L’uomo e la donna sono due realtà complementari imprescindibili l’una dall’altra. Se così non fosse, Allah (gloria a Lui l’Altissimo) non avrebbe formato Eva dalla costola di Adamo, avrebbe fornito entrambi i generi di apparati riproduttivi completi ecc. ecc.
La struttura fisica dell’uomo è capace di grandi sforzi e di exploit significativi, quella della donna, di fatica mediamente ripartita e grande sopportazione del dolore.
La sensibilità maschile è tutta esteriore, proiettata in un ambito extrafamigliare che tende a diventare pubblico e politico. Quella femminile è interiore, attenta a se stessa, tesa alla protezione di quanto acquisito o all’acquisizione di semplici mezzi di sostentamento e di sicurezza.
La psicologia maschile è immaginifica, creativa, sperimentale, amante del rischio, desiderosa di novità, di affermazione dell’io, il più delle volte ampia e superficiale. Quella femminile è concreta, tradizionale, nemica dell’azzardo, desiderosa di certezze, di conservazione del “mio”, il più delle volte profonda e limitata.
Nell’ambito famigliare il rispetto della Legge di Allah e della Sunna dell’Inviato fa sì che non si creino situazioni tali da esigere un’affermazione di potere che mortifichi la complementarità dei coniugi.

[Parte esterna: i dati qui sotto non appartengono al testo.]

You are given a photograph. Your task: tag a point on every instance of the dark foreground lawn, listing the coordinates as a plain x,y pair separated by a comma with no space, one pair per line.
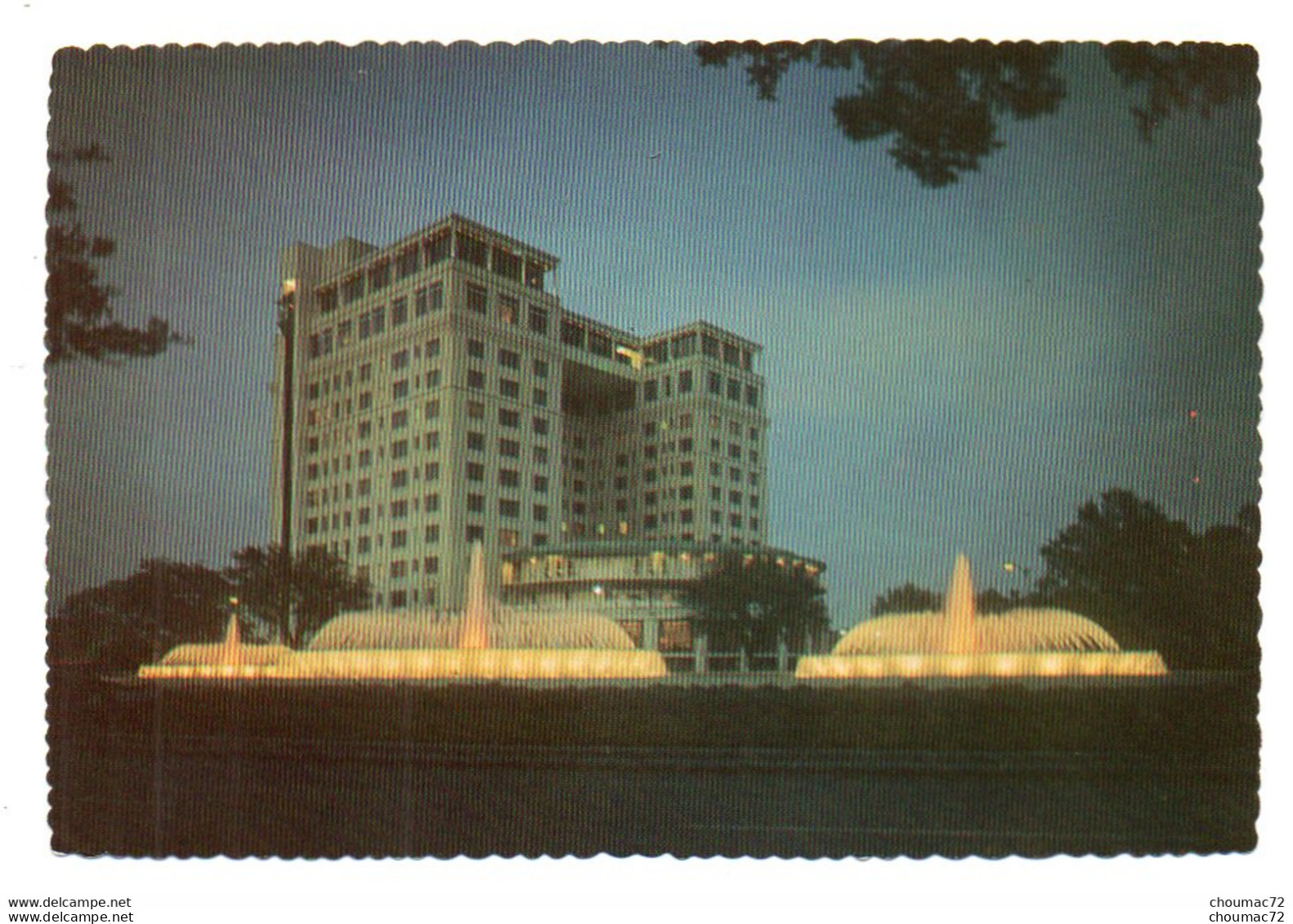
1020,768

Ma oltre alla complementarità c’è un problema di leadership, nella famiglia e nella società, che non significa predominio, oppressione o disconoscimento della prevalenza femminile in una quantità di settori e circostanze. Allah (gloria a Lui l’Altissimo) affida questo ruolo dirigente al maschio. È un compito gravoso e difficile, di cui l’uomo farebbe spesso volentieri a meno, e di cui è tenuto a rispondere davanti ad Allah.»